D’Souza worked in many business newsrooms before Mirror Now. After passing out of college, she began her career in financial journalism with CNBC-TV18. “It was a good place to cut your teeth to learn how to spend time on each story, how to do justice to each story,” she added.
Later she moved on to ET Now, the financial channel of TTN, as part of the launch team before moving on to Magicbricks Now.
Besides The Urban Debate, she has hosted shows such as Investor’s Guide and The Property Guide on ET Now that primarily focused on women investors and their progress. “I feel very strongly about using money and using investments to empower women,” D’Souza said. This stream continues in her tenure at Mirror Now. “The last couple of months, we spent a lot of time talking about women’s safety in the north. Because that tends to be a huge issue for women, especially in the NCR region,” she said.

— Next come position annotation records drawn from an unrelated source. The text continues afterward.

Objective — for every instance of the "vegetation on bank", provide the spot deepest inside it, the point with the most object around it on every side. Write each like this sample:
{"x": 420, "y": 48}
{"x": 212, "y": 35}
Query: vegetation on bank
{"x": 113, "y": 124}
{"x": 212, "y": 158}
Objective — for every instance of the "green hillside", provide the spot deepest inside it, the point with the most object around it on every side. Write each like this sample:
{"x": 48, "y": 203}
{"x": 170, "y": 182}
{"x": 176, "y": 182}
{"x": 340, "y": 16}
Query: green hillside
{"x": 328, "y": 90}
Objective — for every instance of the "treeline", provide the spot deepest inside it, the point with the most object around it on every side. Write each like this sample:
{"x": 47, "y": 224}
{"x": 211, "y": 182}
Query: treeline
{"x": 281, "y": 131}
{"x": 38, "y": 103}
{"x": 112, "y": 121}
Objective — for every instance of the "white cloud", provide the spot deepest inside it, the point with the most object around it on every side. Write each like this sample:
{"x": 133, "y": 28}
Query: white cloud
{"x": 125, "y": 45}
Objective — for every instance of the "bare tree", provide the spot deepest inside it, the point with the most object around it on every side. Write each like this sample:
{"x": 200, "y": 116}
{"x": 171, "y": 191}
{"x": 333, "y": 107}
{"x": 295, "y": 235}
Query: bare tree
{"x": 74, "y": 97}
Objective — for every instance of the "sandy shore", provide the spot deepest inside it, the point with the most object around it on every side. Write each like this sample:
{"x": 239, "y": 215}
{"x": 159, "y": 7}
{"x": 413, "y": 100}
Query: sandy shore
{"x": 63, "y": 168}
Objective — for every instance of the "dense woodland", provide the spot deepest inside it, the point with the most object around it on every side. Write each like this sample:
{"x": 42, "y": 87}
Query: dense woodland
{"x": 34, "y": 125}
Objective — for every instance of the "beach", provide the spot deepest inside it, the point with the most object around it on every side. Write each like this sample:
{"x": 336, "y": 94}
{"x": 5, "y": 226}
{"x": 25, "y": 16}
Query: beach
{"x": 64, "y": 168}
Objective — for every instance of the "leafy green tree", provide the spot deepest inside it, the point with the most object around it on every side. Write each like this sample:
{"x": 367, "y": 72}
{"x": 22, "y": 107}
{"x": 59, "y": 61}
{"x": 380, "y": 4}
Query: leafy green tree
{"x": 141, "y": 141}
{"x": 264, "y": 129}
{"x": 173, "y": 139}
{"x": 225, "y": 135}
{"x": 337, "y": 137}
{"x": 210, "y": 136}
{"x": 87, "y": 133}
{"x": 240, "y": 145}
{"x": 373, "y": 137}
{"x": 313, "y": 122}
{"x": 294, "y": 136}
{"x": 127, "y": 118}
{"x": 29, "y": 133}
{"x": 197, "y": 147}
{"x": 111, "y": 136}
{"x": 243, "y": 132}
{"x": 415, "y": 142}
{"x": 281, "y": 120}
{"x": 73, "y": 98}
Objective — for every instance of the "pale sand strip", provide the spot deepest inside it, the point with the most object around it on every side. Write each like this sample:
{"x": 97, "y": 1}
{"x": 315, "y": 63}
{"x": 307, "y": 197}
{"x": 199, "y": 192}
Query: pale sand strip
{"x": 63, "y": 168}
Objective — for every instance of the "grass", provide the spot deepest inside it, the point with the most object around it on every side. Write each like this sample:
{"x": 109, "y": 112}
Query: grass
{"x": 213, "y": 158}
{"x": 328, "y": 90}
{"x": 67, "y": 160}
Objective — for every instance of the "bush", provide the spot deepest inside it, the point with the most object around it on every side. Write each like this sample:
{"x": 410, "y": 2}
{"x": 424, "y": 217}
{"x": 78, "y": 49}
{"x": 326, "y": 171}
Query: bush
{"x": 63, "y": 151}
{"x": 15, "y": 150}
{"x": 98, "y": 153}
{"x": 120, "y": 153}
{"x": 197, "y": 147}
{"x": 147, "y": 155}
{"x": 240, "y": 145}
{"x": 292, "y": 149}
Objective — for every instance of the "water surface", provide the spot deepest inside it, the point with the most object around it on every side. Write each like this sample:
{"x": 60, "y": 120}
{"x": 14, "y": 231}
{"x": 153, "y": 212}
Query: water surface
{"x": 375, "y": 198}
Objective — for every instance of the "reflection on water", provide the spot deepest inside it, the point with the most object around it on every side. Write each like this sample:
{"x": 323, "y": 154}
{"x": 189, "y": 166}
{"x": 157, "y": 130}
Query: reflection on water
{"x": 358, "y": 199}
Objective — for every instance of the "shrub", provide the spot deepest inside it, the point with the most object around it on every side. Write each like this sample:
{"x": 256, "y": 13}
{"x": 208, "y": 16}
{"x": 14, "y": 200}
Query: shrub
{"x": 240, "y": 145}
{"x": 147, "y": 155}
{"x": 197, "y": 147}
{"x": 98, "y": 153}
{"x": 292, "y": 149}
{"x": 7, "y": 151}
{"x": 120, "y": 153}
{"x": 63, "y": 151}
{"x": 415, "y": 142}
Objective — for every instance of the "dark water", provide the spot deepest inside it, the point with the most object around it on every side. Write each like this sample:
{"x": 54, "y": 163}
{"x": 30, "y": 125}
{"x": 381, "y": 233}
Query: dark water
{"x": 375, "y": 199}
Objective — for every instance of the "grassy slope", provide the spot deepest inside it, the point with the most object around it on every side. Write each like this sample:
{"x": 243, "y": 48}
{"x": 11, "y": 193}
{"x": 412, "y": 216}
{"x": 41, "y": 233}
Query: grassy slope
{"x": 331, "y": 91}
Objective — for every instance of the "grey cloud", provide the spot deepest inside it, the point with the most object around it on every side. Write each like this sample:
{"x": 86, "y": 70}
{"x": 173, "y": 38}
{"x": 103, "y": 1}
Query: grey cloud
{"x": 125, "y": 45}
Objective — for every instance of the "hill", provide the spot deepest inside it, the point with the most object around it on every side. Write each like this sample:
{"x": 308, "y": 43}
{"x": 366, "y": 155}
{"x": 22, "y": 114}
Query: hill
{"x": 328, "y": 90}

On the subject of what it must have been like to host a show run by a real estate channel, she surprised us with her answer, “home buyer rights are also citizen’s rights,” she said.
D’Souza admitted that the two-month-old channel has far surpassed its viewership targets. “We’re very young and we’re waiting for our numbers to build, but we’re playing with the big boys,” she said. “In a traditional BARC rating sense, we are doing more remarkably than I thought we would. We’ve beaten out internal targets of where we’ve wanted to be by this time,” she said proudly. She does admit that part of this could be attributed to the spike in viewership following her encounter with Qasim.
So how is Mirror Now any different from any of its competitors, despite a significantly more levelheaded anchor?
D’Souza claimed that the shows had a familial resemblance but completely different personalities. “It [Times Now] covers a lot of politics, national and international issues, their mandate is different,” she said. “Our mandate is to focus on the citizen. All the stories that I called out would not have been primetime stories on Times Now,” she added.
Sumanth C Raman, a political commentator, who participates on many debates on various channels including Mirror Now had one criticism for the channel. He felt that the channel tended to be a lot more Maharashtra centric. He did credit the collegial nature of the show to D’Souza, “Their topic selection is what I think is the key,” he said. “The anchor is quite well prepared with material and you actually end up getting a few points which are of relevance to you. You can say that you learnt something from the debate,” he opined.
Besides Sumanth, Newslaundry spoke to other panelists on the show who opined that unlike other channels, a panelist gets enough time to make a point while D’Souza intervenes and interjects at the right time.
“She doesn’t block out anybody and at the same time when people are behaving in an obnoxious fashion, she has the courage to address the issue right there and then,” Bharatiya Janata Party (BJP) member, Aijaz Ilmi told Newslaundry. He opined that the channel raises relevant issues that don’t get precedence in the normal news cycle of various channels. “They don’t shy from addressing causes and solutions of various urban and civic issues,” he said. But he also stressed that it was too early to define the character of the programme.
Perhaps stranger still is self-proclaimed “anti-feminist” Rahul Easwar in praise of the standard of discourse on the show. “Now it is all Fox News, Bill O’Reilly kind of a paradigm where all the anchors need to have a position and they vouch for it. Nobody is interested in the old Doordarshan style of debate. And she is one of the more strong female voices.” he told us.
Even for the world of television news, two months is an inordinately short time, but if what we’ve seen is any indication, then D’Souza and her team provide an alternative to the mic cutting, screaming fits or theatrical walk-offs that are currently our fare.